Advanced Primary Care (APC) and Value-Based Care Enablers

Advanced Primary Care (APC) providers, particularly those focusing on seniors, are set for expansion but face economic and regulatory hurdles, especially with Medicare Advantage plan changes like updated CMS risk adjustment models and star rating shifts. Anticipated reimbursement decreases compel APCs to manage care costs meticulously while upholding quality outcomes. This market segment must innovate and stay agile to adapt to evolving payment structures and maintain competitiveness amidst regulatory adjustments.

Value-based care enablers play a crucial role in supporting traditional independent primary care providers under pressure from value-based care requirements. Providers often seek partnerships with enablers to transition effectively to these models. Rising venture capital and private equity investments in enablers indicate significant growth potential. By 2030, enablers partnering with primary care providers are expected to cover about 10% of market lives, a noteworthy increase from previous estimates. Examples like Privia Health and Aledade demonstrate these enablers’ capacity to lower total care costs and achieve high-quality outcomes.

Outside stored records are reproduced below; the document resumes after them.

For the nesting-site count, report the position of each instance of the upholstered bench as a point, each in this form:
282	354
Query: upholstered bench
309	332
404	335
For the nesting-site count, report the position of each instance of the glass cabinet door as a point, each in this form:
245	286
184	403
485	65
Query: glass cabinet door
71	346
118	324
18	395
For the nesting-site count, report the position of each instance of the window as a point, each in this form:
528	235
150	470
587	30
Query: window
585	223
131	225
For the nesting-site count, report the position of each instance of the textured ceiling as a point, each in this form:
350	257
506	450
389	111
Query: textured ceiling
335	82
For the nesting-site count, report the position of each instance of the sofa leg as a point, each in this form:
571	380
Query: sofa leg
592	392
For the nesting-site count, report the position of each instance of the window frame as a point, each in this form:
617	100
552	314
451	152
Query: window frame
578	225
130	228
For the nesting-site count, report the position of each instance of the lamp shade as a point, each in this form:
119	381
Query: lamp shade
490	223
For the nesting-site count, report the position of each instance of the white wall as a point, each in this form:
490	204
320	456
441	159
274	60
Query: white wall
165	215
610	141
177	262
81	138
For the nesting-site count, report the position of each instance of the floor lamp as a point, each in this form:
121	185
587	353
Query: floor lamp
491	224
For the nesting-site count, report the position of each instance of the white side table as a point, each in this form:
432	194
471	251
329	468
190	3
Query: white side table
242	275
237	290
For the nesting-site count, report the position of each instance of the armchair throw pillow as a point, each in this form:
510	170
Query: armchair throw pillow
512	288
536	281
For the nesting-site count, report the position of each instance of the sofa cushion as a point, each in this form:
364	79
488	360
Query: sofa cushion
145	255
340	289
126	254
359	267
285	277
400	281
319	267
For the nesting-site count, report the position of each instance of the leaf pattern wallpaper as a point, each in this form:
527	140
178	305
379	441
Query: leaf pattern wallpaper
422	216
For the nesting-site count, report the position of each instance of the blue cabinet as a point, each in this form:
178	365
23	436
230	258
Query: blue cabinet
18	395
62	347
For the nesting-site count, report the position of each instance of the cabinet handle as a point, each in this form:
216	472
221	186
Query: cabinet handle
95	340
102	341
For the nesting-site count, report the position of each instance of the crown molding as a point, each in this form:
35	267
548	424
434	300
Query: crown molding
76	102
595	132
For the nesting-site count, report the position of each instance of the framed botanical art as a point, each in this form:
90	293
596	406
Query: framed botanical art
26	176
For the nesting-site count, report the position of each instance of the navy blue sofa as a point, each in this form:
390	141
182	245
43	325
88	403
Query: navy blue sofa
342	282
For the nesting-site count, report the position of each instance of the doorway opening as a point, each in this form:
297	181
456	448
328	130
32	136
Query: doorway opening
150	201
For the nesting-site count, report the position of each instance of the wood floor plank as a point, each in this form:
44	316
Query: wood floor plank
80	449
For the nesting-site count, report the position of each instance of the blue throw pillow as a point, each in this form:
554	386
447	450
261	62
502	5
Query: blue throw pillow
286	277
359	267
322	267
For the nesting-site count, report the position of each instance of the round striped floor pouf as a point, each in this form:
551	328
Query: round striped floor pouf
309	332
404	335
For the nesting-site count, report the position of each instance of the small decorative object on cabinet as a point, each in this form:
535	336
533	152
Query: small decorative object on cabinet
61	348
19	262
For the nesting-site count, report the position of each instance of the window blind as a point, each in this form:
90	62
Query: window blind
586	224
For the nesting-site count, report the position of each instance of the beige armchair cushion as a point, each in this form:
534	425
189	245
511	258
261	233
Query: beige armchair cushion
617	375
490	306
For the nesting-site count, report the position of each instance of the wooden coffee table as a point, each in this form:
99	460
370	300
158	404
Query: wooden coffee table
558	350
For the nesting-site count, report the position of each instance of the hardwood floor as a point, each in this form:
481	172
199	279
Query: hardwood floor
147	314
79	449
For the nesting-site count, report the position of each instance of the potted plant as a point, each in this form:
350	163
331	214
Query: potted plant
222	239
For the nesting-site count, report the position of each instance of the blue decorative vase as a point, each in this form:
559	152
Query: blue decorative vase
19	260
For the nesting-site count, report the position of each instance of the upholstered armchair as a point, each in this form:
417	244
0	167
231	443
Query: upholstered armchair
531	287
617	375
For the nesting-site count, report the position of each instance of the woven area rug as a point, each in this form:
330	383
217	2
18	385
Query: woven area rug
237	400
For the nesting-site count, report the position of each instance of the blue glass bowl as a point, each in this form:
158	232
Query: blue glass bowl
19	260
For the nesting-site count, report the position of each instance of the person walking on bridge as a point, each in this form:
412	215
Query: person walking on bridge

Health Systems: Strategic Adaptation and Choices

Primary care in the United States is on the cusp of a major transformation, driven by a blend of traditional and nontraditional providers. By 2030, it’s anticipated that nontraditional providers will capture about 30% of the primary care market, fundamentally changing how primary care is delivered. This shift is supported by various models and players, such as value-based care enablers, retailer-driven primary care initiatives, payer-owned primary care, and advanced primary care (APC) providers.

These new models signify a strategic repositioning within the healthcare landscape, increasing the involvement of payers and bringing about a range of regulatory dynamics. This evolving scenario presents both opportunities and challenges for stakeholders. Value-based care enablers focus on improving patient outcomes while reducing costs. Retail-driven initiatives involve companies like Walmart and CVS entering the primary care space, making healthcare more accessible. Payer-owned primary care providers are insurance companies that directly offer healthcare services, aiming to streamline patient care. APC providers integrate advanced technology and comprehensive care models to enhance patient experiences.

The journey to 2030 will likely be marked by continued innovation and adaptation, as stakeholders navigate these new dynamics and strive to improve the overall quality and accessibility of primary care in the United States.